Five years after the Ubisoft scandal, revealed in the pages of Libérationthe fifteenth chamber of the Bobigny Criminal Court pronounced sentences of up to three years in prison suspended against three of the former executives of the video game giant. The first major trial for moral and sexual harassment in the sector had opened in early June.
The most heavily condemned is the former vice-president of the Editorial Service Tommy François. He received a suspended sentence of three years in prison and 30,000 euros in fines, the sentence requested by the prosecutor for the charges of moral and sexual harassment and attempted sexual assault. It was through him that the scandal arrived in 2020. At the time, around twenty witnesses had described to Libération The atmosphere of Boys Club which then reigned at the Montreuillois headquarters of the video game giant. The former TV presenter was then designated there as the disrupting center of a system of sexist jokes and humiliations, ranging from repeated remarks on the physique of his collaborators to the cruel game-Liguage on a chair, used to make her nail, cat-bed.
Nourished by the concordant testimonies reported by the police investigation (up to the letter of dismissal for serious misconduct from Ubisoft which accuses François of all the evils in the company), the audiences will have long been around the toxic atmosphere that the vice-president has established since his position as chief and protégé of Serge Hascoët.
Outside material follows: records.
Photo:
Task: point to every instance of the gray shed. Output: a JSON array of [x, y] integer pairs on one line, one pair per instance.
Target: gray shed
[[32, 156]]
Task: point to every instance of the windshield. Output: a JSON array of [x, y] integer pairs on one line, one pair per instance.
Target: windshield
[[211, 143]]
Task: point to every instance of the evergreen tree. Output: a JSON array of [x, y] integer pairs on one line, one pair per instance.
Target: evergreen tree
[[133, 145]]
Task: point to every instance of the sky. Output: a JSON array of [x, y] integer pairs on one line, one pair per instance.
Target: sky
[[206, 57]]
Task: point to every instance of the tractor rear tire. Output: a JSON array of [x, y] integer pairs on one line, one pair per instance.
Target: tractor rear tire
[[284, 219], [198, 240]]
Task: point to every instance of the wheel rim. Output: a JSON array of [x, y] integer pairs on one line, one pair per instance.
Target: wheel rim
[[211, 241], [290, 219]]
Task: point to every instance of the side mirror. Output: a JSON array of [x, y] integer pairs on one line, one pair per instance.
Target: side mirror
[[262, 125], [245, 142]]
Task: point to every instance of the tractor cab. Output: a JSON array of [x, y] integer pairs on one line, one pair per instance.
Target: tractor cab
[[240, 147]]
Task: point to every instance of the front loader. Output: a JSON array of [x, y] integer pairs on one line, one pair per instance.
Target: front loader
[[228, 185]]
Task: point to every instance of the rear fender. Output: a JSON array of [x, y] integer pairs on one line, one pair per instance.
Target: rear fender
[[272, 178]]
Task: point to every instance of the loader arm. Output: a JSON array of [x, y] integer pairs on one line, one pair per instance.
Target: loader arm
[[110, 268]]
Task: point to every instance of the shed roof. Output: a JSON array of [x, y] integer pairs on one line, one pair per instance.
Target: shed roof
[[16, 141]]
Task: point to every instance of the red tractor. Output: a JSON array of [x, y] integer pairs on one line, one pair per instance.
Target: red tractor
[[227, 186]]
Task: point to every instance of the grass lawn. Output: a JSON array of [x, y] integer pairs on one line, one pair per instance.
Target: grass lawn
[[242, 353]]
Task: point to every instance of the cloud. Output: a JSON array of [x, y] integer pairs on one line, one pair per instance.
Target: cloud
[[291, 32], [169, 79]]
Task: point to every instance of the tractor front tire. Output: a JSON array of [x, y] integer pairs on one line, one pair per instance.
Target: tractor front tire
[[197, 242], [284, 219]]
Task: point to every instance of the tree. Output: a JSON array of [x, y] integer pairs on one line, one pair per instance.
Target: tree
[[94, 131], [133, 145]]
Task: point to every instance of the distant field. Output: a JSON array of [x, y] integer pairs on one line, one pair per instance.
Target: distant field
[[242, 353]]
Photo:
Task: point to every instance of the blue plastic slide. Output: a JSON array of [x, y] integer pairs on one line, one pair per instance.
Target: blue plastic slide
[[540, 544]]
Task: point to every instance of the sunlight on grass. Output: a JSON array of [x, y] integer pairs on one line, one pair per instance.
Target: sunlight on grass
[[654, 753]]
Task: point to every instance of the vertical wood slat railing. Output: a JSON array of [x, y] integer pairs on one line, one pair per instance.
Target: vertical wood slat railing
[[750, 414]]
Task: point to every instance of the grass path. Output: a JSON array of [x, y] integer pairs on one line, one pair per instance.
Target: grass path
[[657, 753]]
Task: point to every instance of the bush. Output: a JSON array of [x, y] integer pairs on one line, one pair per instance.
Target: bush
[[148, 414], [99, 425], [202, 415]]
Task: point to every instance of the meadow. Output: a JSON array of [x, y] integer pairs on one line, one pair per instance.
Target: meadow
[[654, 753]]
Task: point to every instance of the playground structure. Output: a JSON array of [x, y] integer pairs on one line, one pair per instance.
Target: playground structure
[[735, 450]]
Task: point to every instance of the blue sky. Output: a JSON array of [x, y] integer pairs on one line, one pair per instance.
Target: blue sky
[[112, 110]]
His defense, which consisted in saying that his actions were only the product of a “joke culture” specific to the video game sector of which he himself had been the victim, was obviously not convinced. The fact that a Hascoët morality witness takes the court shortly by saying that she herself had been the victim of a sexual assault on the part of Tommy François a few years earlier will not have helped.
The man who had hired him gets better. Serge Hascoët, former number 2 of Ubisoft, is sentenced to his eighteen months suspended prison sentence and 45,000 euros in fines for complicity in moral harassment-the court according to the sentences requested by the prosecutor, who did not retain the charges of sexual harassment, insufficiently characterized. The charges against him can be divided into two groups. The court first attempted to bring to light the complicity of the creative guru of Ubisoft in the harassment deemed systemic which raged in the open space. A large part of the witnesses interviewed by the police reporting that Hascoët, by his aura, would have enabled his protégé Tommy François to act with impunity. The creative chief of Ubisoft being himself accused of having a sick or vulgar behavior towards certain employees.
A whole section of the debates will also have revolved around his behavior towards his assistants (or rather the assistants of his assistant), who described at length at the helm of his whims and pressing needs, who could overflow from the professional framework until you seem degrading-a round trip to Brittany to recover an IPAD during a day of leave, take care of administrative papers or the boss’s girl, when it was not necessary to go and get everything. to shell. Converted into a small boss of a modest video game studio, Hascoët defended himself by saying that he had no memory of all these events, that he had not seen anything from the actions of Tommy François, that he did not think of bad. He did not even imagine having to take care of management issues, too busy shaping the future of the company.
The last defendant, Guillaume Patrux, former “Game Director” of a virtual reality project, was sentenced to twelve months suspended prison sentence and to 10,000 euros fine for his violent and intimidating behavior towards the small team where he worked. The prosecutor had requested the same fine but a sentence of fifteen months in prison.